Although my various email filters are pretty good at stopping these before they reach my mailbox, occasionally they slip through. I usually breeze past the usual Citibank/eBay/PayPal ones, often stopping to marvel at how the phishers have become more and more clever in hiding their true intentions.

However, I recently received such a phishing scam purportedly from my own bank. Of course this was just like the others, with "Your account has been suspended" and "...involved with money laundering, illegal drugs, terrorism and various Federal Title 18 violations." But I was surprised to find that my personal reaction to this was much stronger than for the other ones I've received. Some tiny part of my brain was saying something like "what if it IS true?"

I quickly inspected the message and the URL on which it asked me to click actually went to some server in South Korea (although it appeared legitimate on the screen).
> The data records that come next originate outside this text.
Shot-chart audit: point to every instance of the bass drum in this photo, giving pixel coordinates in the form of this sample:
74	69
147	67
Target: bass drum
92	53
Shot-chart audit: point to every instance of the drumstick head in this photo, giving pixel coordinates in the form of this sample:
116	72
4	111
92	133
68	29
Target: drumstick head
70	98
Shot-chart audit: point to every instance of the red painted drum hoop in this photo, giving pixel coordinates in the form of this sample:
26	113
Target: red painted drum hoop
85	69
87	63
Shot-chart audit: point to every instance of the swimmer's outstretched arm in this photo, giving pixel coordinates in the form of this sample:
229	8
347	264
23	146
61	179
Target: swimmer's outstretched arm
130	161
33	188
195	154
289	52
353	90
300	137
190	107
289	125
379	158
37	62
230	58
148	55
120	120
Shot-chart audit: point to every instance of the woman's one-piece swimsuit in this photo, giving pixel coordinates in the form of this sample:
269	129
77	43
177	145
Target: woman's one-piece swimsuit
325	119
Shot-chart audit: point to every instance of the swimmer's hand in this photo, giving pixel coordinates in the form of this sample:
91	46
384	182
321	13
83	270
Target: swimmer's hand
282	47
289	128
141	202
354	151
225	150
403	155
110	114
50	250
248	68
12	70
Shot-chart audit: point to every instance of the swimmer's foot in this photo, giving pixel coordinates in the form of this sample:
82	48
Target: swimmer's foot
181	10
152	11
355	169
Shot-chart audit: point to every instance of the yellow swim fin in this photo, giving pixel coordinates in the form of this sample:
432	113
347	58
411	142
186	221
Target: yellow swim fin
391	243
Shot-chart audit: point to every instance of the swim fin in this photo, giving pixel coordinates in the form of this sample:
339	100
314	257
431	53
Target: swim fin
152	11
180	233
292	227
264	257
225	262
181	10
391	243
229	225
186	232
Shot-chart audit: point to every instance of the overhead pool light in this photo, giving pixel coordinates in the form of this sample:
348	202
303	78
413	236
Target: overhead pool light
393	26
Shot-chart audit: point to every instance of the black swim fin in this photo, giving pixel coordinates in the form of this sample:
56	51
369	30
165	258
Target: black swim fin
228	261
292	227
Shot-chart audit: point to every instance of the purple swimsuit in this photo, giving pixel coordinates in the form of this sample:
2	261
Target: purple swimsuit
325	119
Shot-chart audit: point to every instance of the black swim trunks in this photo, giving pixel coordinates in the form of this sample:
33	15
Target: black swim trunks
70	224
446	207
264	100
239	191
I received this phishing message several days ago, and the phishing server is still online. Sure enough, going there in a browser produces a web page that exactly replicates the look and feel of my bank's usual login page. Entering login credentials there would post them back to the phishing server, letting somebody else log in to my accounts. Of course I didn't enter any info there.
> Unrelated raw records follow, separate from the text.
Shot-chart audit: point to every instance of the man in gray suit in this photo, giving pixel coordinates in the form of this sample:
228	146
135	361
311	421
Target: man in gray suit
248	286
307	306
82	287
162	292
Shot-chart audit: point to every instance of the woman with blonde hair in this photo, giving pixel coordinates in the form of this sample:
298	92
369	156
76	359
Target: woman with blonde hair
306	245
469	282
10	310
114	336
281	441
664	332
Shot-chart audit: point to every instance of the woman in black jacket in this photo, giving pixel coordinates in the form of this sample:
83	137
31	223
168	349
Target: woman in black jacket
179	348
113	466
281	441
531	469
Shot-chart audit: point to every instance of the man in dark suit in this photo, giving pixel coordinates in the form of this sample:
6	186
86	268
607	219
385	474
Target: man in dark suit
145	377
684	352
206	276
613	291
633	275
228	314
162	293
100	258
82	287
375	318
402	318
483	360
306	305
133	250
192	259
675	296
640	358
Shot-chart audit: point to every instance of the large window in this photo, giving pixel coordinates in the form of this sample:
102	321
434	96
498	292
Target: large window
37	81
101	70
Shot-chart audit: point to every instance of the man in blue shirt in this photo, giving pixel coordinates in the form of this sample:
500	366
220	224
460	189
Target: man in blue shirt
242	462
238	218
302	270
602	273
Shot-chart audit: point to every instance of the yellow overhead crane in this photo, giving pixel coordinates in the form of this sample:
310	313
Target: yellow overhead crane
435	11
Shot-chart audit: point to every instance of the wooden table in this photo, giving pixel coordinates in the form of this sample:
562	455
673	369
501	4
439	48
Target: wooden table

Anyway, back to my personal reaction to this message. I'm now less surprised that people do fall for these scams, because receiving something from an organization that you trust with your money elicits a very different emotional response than say, a Citibank phishing scam (if you don't actually have a Citibank account). It was alarming, yet I knew it was fake. I did log in to my real bank account to make sure that they really didn't lock me out of my account.

I checked with my bank's web site and they already have this particular email listed as an example of a fake phishing message. However, since the phishing server is still online after 5 days, I submitted a report giving details of the compromised server.
I had a similar reaction to a PayPal one because a few days prior to receiving the email I had been trying to figure out if my old PayPal account had ever been properly activated, so had emailed their help desk. It took me a few minutes to realize that the phishing email had been sent to my work address, which I no longer use for personal web stuff (and hadn't used for PayPal).

I notified our sys-admin who sent out a renewed warning to staff about such emails.